Donna Tartt, Le Maître des illusions, p. 11, Pocket, 2014.

Voilà la phrase d’introduction (incipit) du livre Le Maître des illusions.

Le lecteur est accroché : quelle est donc cette situation qui semble grave, dramatique pour ses protagonistes ? Va-t-il falloir lire les 790 pages pour le savoir ? Il peut falloir du temps et de l’énergie pour appréhender complètement une situation … Pour le lecteur, mais aussi pour les protagonistes, qui n’ont pas réalisé tout de suite qu’ils étaient dans une situation grave.

Et cette qualification de grave caractérise la situation et la modifie… Rien n’a changé, certes, au niveau des faits qui se sont déroulés, et il y a eu potentiellement de nouveaux faits ou de nouvelles informations en lien avec la situation : toujours est-il que l’interprétation de la situation est devenue différente, donc la situation est maintenant différente…

Car une situation est bien une interprétation… (voir Cituation #2)

Cituation du mois de juillet 2017 (Cituation #12) :

« I get woken up in the middle of the night all the time. Some crisis somewhere in the world, some situation somewhere in the Situation Room…

– Well, that’s better than a dump truck. »

Réplique des personnages Frank Underwood et Thomas Yates dans la série House Of Cards, saison 3, épisode 36.

Dans la traduction française, le terme situation n’apparait pas :

« Je suis tout le temps réveillé au milieu de la nuit. Une crise quelque part dans le monde, un problème en salle de crise…

– C’est mieux que les éboueurs. »

Attardons nous un peu sur ce sens particulier dans la langue anglais du terme situation… En anglais effectivement, situation peut vouloir dire problème, crise : un sens que le terme en français ne porte pas…

Effectivement une situation peut être un moment de tension lorsqu’on ne sait pas comment la gérer (quelles sont les actions à effectuer dans ces circonstances ?…). C’est ainsi qu’une salle de crise s’appelle en anglais situation room. La plus célèbre étant celle de la Maison Blanche que J. F. Kennedy a créé après l’échec du débarquement américain à Cuba en 1961. L’objectif était de centraliser en temps réel toutes les informations provenant des différents canaux de communication dans un lieu unique : un grand collecteur d’informations sur lequel on peut s’appuyer pour prendre la meilleure décision…

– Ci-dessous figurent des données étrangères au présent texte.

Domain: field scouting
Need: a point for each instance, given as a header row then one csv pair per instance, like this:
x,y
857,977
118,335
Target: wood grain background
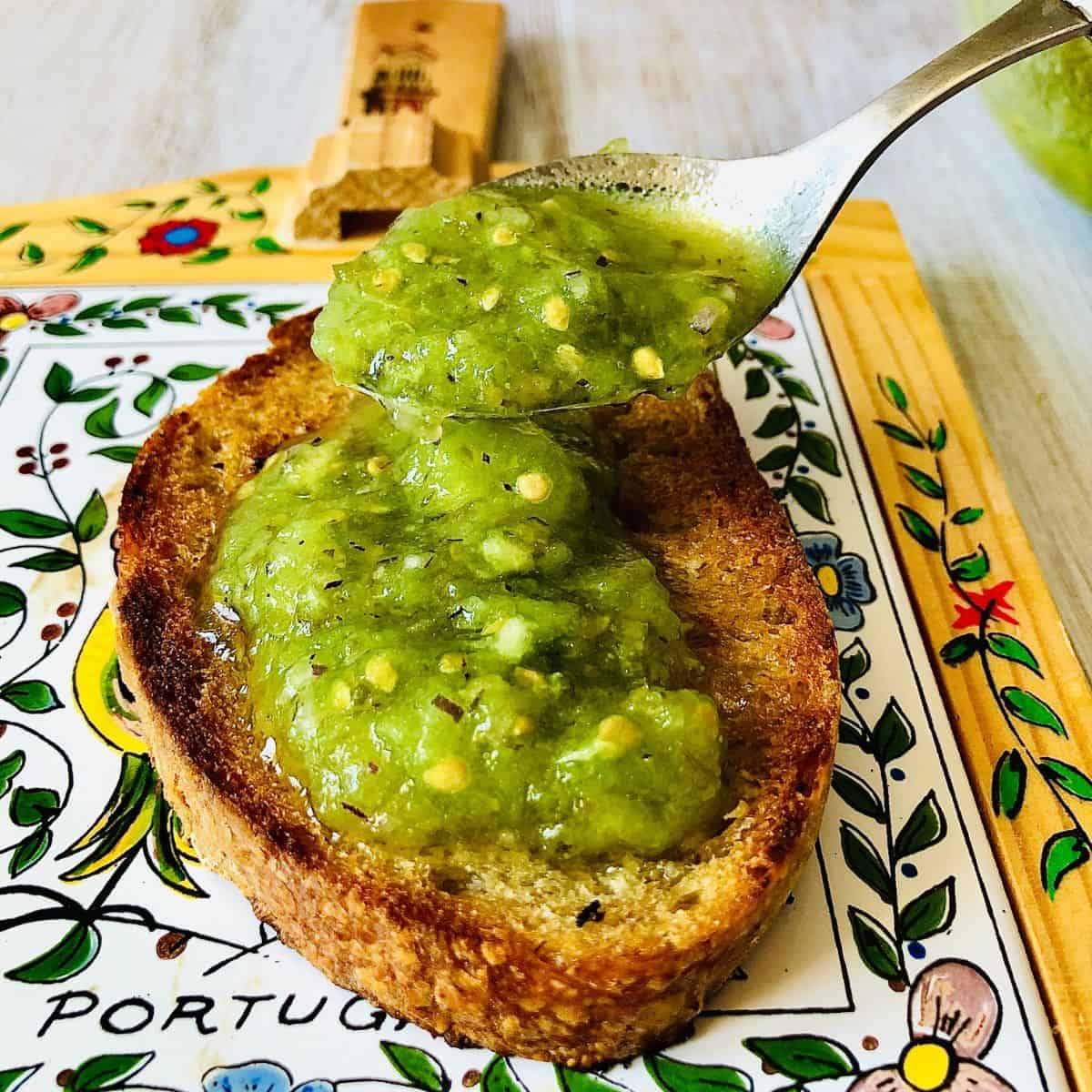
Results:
x,y
117,94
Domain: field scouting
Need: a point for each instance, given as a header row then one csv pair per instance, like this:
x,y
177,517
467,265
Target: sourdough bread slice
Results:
x,y
576,965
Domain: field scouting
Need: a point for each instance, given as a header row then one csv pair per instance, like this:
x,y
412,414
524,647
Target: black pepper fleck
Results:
x,y
593,912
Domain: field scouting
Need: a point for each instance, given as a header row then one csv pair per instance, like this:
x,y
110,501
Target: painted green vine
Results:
x,y
981,642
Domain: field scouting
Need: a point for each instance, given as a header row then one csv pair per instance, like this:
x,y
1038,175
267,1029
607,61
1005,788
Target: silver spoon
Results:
x,y
790,199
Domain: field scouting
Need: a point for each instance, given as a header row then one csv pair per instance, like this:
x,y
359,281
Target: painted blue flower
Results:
x,y
844,579
258,1077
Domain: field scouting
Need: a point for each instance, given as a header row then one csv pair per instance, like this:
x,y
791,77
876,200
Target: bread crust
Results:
x,y
507,969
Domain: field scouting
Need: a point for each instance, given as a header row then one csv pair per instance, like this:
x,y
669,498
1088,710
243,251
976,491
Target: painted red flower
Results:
x,y
178,236
15,314
992,600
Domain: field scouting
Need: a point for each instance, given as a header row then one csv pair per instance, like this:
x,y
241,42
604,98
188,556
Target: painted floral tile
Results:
x,y
126,966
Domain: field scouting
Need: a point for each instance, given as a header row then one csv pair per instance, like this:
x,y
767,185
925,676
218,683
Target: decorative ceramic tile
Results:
x,y
126,966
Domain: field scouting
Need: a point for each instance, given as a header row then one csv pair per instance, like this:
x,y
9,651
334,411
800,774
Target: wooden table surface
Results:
x,y
117,94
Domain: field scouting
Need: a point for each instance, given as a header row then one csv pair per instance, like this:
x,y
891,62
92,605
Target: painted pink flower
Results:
x,y
15,314
775,329
955,1014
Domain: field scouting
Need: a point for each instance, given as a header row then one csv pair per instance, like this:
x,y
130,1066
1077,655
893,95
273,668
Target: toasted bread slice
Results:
x,y
576,965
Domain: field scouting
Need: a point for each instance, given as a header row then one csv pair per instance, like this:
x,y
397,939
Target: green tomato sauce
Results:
x,y
1046,105
453,642
447,634
508,300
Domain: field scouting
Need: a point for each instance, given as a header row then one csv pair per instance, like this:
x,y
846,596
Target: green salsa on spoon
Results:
x,y
508,300
448,636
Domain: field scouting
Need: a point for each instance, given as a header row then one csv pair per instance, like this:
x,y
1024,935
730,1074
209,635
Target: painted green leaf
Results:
x,y
87,225
865,862
776,459
107,1071
192,371
162,852
811,497
230,315
58,382
276,310
778,420
146,402
30,851
804,1057
10,765
32,806
50,561
72,954
758,383
852,734
1062,854
1009,784
146,303
820,451
99,423
925,827
959,649
26,524
1031,710
894,392
971,566
92,519
875,945
63,330
5,234
894,735
898,432
268,245
96,310
924,483
1067,776
797,389
571,1080
854,662
119,452
416,1066
207,257
498,1077
87,257
931,913
966,516
918,528
31,696
1010,648
12,1079
857,793
674,1076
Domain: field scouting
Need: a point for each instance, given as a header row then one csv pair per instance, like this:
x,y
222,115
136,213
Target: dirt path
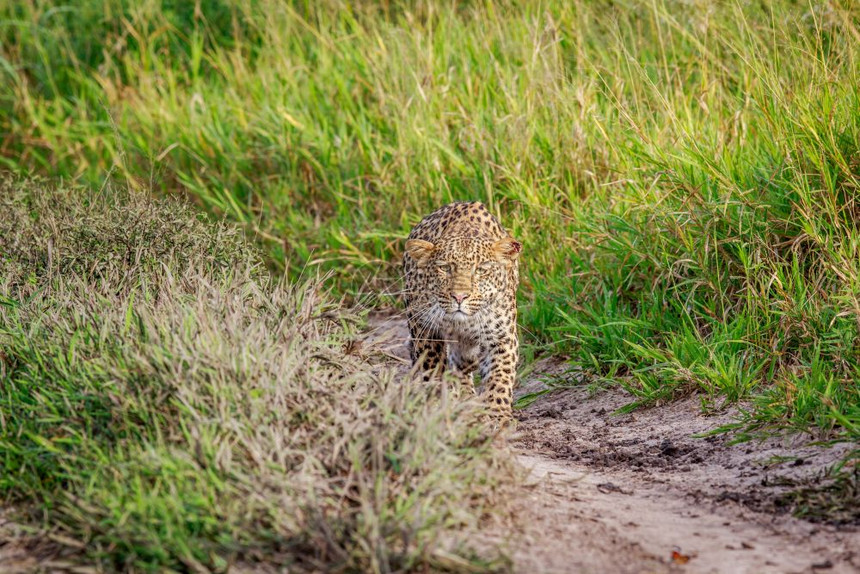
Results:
x,y
637,493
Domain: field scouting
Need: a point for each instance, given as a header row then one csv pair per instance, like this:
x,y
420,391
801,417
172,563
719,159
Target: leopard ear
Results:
x,y
507,249
419,250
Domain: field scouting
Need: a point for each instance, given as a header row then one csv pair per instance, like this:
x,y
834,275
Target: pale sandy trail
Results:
x,y
608,493
612,493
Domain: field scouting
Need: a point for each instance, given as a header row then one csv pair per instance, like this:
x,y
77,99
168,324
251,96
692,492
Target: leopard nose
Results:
x,y
460,297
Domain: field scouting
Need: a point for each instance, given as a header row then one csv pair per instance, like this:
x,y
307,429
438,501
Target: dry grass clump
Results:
x,y
168,405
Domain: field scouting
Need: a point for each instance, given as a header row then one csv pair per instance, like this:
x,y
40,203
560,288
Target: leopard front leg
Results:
x,y
498,372
463,360
429,351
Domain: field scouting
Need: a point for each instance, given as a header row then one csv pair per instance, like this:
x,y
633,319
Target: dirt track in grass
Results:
x,y
631,493
637,492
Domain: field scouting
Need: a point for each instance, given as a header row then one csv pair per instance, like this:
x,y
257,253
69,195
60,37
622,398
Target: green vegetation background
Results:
x,y
685,175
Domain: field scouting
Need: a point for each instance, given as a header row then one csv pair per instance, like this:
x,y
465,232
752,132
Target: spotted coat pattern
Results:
x,y
461,274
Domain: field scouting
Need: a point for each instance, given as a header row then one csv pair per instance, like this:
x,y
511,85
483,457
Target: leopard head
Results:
x,y
464,274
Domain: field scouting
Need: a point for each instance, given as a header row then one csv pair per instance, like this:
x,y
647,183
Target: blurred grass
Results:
x,y
684,174
167,405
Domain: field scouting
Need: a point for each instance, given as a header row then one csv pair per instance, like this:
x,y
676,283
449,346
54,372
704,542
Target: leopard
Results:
x,y
461,274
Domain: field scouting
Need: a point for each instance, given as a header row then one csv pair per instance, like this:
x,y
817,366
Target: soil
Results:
x,y
639,492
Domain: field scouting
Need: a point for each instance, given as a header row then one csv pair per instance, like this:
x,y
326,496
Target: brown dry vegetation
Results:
x,y
166,404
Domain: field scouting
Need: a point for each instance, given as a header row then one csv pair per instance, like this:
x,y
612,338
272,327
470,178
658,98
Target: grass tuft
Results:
x,y
167,404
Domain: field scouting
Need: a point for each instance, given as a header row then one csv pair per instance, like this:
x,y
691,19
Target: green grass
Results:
x,y
168,405
684,175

« La salle de permanence de l’Agence européenne de gestion de la coopération opérationnelle des frontières n’est pas destinée à gérer les crises en direct mais plutôt à permettre d’avoir en permanence, un aperçu de ce qui se passe sur le terrain. C’est plutôt un « Centre de situation » qu’une « Salle de crise ». Aux murs, des cartes sur écran permettant d’avoir de façon lumineuse et illustrée une vue de la situation. »

Article En direct de la situation Room de Frontex, sur le site https://www.bruxelles2.eu

Il y aurait effectivement plusieurs types de Situation Room, selon qu’il y a réellement une crise sur laquelle il est urgent d’agir, ou si l’objectif est simplement de surveiller ou de superviser un dispositif (centre de contrôle). Sur ce point, la langue française est moins ambigüe avec le terme salle de crise.

Cette connotation négative dans la langue anglaise du terme situation est intéressante à creuser car elle révèle qu’une situation devient importante (et donc digne d’être désignée par des mots) lorsqu’on ne sait pas la traiter et qu’elle est donc un problème… On ne s’attarde pas sur les choses qui vont bien et pour lesquels notre savoir est efficace et éprouvé (les situations connues avec des actions connues…), sauf pour des questions d’apprentissage, mais lorsqu’on doit faire face à des situations inédites, alors la tension monte et peut mener  à la crise…

« Owen, we have a situation here ! »

Réplique du personnage Barry dans le film Jurassic World, réalisé par Colin Trevorrow, en 2015.

Cituation du mois de juin 2017 (Cituation #11) :

«  Ray Davies est un des très rares artistes surgis dans le monde du rock des années 60 dont on peut dire qu’il avait un regard. Un regard d’écrivain, de dessinateur, de photographe ou de cinéaste. Ou même simplement de journaliste chroniqueur. Cet homme a toujours eu une façon unique de résumer, le temps d’une chanson, des personnages et des situations : l’ouvrier qui, à force de travail et d’épargne, s’est bâti son petit pavillon et veut absolument oublier d’où il vient, les deux sœurs dont l’une, qui a réussi socialement, organise des dîners brillants à la ville et l’autre, qui se morfond à la campagne, regarde tourner sa machine à laver. Il y a chez Ray Davies et les Kinks l’art des mots, bien sûr, mais aussi l’art théâtral de la diction, soit celui de suggérer, par le choix d’une intonation ou d’un accent, le mépris de classe du grand bourgeois qui se croit au-dessus des autres ou, inversement, la gouaille populaire du cockney londonien qui ne s’en laisse pas conter par ceux de la haute. »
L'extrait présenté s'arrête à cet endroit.